Born in a poor South African village on July 18, 1918, Mandela was soon adopted at age nine by a wealthy clan chief. He attended school in his new community, where he was educated on the racial inequality that infested South Africa like a plague. This compelled Mandela to study law and later join the African National Congress, where he strove to eliminate racial discrimination.
In 1948, the South African government first introduced apartheid, a policy where the non-white community was not allowed to prosper financially or vote, and they were segregated from whites. Mandela organized peaceful protests against apartheid and invited others to do the same. Because of this he was arrested and sentenced to life in prison. Yet, a democratic and free society meant everything to Mandela. During his trial, he even called these "idea[s] for which I am prepared to die.”
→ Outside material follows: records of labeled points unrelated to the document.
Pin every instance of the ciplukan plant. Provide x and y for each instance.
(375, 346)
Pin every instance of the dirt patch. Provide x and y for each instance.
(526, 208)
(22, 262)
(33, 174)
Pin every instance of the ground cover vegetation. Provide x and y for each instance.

Mandela was known globally for his heroic leadership. Therefore, countries around the world pressured South Africa to release him through protests, trade limits, and other economic sanctions. He was released in 1990 and, together, Mandela and the South African president, F.W de Klerk, worked to end apartheid. When apartheid was finally ended three years later, the two leaders were awarded the Nobel Peace Prize.
Shortly after this great achievement, Mandela was elected president by a landslide in 1994. He used his time in office to rebuild the black community’s housing and education system. When he left office in 1999, he opened the Nelson Mandela’s Children’s Fund, a charity to help poor South African children. In an interview with Time for Kids, he explained his motivation for starting this foundation saying “children are the wealth of our country . . . they must be given love.”
Nelson Mandela influenced movements for peace throughout the world. He left a legacy of opportunity in South Africa, and he sparked a craving for humanitarian change that continues today.